For as long as robots have existed, the fear of machines ousting humans for their jobs has persisted. But for this research project, West Virginia University engineers are deploying robots to help workers keep their jobs — by saving them from potential slips, falls and workplace hazards.
Yu Gu and Jason Gross, associate professors in the Department of Mechanical and Aerospace Engineering, have received $367,000 from the National Science Foundation to study ways of reducing falling risk in retail environments.
To do this, Gu and Gross will use robots to scope out and detect risks along floor surfaces of wholesale and retail spaces. “There is a significant problem with slip and fall in retail spaces,” said Gross, also interim chairperson of mechanical and aerospace engineering. “So, we’re trying to figure out a way to use robots to provide situational awareness, monitor risks and provide walkability maps.”
Occupational injuries have adversely affected the wholesale and retail workforce with high incidence rates and injury counts, the researchers said. Grocery and drug stores are among the sites with the highest nonfatal injury rates, they added. Annually, there are about 570,000 injuries among the wholesale and retail workforce.
Students working with Gu and Gross are preparing a robot “testbed” to mimic a retail environment where the team can develop and hone their approach in how machines analyze potential hazards. One way is by equipping robots with cameras, Gu said.
“Some might say, ‘Why not use the security cameras already in the stores to detect slip and fall risk?’” Gu said. “The limitation is in appearance, which can be deceiving. It’s better to not only equip a robot with a camera but to drive it on the surface to see how slippery it is. The wheels of the robot are a better estimate of slip risk.”
Gu and Gross outlined three objectives to this research, done in collaboration with the University of Florida. The first is to identify and evaluate holistic risks associated with the operation of robots in those working environments.
The second is to develop a new function that could augment a wide range of robots to survey the indoor ground surface while performing primary functions, such as serving as a shopping guide. Data will generate real-time indoor space walkability maps informing pedestrians of potential risks.
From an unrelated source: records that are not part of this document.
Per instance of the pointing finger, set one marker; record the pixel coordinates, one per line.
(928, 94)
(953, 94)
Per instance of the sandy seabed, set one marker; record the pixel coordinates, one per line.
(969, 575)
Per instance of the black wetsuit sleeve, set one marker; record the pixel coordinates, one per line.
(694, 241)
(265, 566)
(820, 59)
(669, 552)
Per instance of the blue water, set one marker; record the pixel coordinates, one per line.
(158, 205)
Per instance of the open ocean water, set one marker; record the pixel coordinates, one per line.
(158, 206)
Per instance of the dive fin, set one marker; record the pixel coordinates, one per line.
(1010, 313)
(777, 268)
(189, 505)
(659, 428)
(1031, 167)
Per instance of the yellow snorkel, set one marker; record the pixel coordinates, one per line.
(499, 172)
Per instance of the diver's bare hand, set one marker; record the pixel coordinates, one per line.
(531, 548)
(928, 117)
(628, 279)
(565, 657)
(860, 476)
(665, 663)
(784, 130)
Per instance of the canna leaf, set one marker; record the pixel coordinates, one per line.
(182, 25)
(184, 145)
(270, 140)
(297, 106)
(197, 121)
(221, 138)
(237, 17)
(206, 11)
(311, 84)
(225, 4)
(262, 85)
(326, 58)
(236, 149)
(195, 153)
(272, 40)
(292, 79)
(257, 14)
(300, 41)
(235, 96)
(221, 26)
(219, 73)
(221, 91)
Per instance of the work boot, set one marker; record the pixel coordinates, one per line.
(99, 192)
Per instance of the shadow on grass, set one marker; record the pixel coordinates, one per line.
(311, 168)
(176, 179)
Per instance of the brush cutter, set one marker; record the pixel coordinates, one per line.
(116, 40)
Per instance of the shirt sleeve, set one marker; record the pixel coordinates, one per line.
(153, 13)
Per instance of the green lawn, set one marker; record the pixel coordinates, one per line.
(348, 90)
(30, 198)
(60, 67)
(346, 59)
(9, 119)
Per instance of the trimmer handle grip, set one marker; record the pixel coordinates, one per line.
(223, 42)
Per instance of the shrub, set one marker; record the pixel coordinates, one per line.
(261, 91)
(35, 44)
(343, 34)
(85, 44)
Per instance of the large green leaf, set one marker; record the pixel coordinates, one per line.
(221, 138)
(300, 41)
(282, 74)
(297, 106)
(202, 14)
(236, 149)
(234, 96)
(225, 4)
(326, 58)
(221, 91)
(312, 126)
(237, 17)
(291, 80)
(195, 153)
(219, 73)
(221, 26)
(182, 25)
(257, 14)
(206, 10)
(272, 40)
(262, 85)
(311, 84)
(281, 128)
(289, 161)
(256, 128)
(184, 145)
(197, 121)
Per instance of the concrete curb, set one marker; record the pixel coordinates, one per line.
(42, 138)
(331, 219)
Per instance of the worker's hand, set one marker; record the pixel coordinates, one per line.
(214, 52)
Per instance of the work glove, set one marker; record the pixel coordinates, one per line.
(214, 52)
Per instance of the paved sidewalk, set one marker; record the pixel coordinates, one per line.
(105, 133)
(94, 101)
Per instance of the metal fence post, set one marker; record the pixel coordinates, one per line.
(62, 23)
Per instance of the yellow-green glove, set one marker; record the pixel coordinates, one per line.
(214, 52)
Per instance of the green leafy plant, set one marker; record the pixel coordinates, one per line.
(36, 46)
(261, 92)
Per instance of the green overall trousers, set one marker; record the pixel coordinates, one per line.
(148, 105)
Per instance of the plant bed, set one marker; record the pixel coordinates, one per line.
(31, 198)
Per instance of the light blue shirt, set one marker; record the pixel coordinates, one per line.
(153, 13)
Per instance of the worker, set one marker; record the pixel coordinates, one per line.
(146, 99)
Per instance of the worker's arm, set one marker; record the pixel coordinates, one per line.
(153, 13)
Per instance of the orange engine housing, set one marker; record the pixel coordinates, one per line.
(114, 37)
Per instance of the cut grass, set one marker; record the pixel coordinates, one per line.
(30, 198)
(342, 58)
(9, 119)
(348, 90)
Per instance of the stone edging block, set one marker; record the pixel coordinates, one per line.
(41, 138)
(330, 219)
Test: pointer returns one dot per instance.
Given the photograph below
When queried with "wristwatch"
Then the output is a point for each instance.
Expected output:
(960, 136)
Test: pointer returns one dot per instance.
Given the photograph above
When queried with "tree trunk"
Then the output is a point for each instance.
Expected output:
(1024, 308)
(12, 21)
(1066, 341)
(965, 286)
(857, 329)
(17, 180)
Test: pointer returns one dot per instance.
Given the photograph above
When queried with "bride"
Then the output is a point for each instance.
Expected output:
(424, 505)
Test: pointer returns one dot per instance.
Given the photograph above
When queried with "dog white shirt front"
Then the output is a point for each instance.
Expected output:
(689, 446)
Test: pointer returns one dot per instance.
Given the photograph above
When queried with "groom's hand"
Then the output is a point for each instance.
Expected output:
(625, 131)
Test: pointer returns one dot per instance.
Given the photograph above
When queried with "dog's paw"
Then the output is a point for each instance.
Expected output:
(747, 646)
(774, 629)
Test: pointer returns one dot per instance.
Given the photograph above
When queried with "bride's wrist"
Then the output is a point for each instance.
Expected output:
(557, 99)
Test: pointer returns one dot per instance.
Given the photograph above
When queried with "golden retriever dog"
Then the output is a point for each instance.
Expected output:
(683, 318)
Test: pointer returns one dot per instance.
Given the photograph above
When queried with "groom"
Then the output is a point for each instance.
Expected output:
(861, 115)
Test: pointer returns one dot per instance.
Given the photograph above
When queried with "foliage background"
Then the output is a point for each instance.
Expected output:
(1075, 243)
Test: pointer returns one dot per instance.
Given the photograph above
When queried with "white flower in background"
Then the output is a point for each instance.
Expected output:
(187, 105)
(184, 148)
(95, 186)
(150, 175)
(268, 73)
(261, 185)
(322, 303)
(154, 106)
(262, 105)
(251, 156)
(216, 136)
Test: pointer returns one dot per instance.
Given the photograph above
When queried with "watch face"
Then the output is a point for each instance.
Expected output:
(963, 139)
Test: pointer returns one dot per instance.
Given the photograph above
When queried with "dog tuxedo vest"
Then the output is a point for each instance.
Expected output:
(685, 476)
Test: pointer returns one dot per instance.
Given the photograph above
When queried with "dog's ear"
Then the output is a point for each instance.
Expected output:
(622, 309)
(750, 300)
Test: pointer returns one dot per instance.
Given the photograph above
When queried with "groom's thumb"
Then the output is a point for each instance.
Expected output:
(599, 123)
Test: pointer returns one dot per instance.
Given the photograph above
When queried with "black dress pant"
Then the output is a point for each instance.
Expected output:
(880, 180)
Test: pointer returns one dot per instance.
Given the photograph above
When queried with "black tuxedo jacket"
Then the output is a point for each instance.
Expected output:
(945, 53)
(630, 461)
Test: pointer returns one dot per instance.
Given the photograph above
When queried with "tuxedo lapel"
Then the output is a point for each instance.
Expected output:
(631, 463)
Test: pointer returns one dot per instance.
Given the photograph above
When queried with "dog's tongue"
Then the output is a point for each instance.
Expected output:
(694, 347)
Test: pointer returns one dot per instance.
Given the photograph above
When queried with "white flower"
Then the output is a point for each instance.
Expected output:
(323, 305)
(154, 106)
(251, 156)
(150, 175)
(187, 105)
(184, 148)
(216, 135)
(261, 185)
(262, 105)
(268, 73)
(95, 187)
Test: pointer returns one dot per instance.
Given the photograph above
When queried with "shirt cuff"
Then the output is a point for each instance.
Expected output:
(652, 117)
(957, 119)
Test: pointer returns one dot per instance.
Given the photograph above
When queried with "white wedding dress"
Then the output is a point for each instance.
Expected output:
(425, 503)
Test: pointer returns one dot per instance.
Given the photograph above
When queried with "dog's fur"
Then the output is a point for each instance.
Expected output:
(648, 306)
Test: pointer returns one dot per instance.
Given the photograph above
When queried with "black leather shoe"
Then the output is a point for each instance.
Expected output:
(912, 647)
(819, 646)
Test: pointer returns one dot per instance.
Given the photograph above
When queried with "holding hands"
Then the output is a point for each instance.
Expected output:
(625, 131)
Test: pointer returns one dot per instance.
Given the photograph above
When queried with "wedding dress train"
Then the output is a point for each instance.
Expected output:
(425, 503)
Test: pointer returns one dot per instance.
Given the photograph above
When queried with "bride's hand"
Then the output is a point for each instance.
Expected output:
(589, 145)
Lastly, the research team will investigate the effects of the robots and walkability maps on workers’ physical falling risk exposure, cognitive workload and psychological impacts on these sites.
The team also plans to test the robots after hours in an actual retail space. “We've done this with a robot traversing a certain, single area,” Gross said, “but branching out to combine that with the camera data is one of the exciting research aspects of the project.”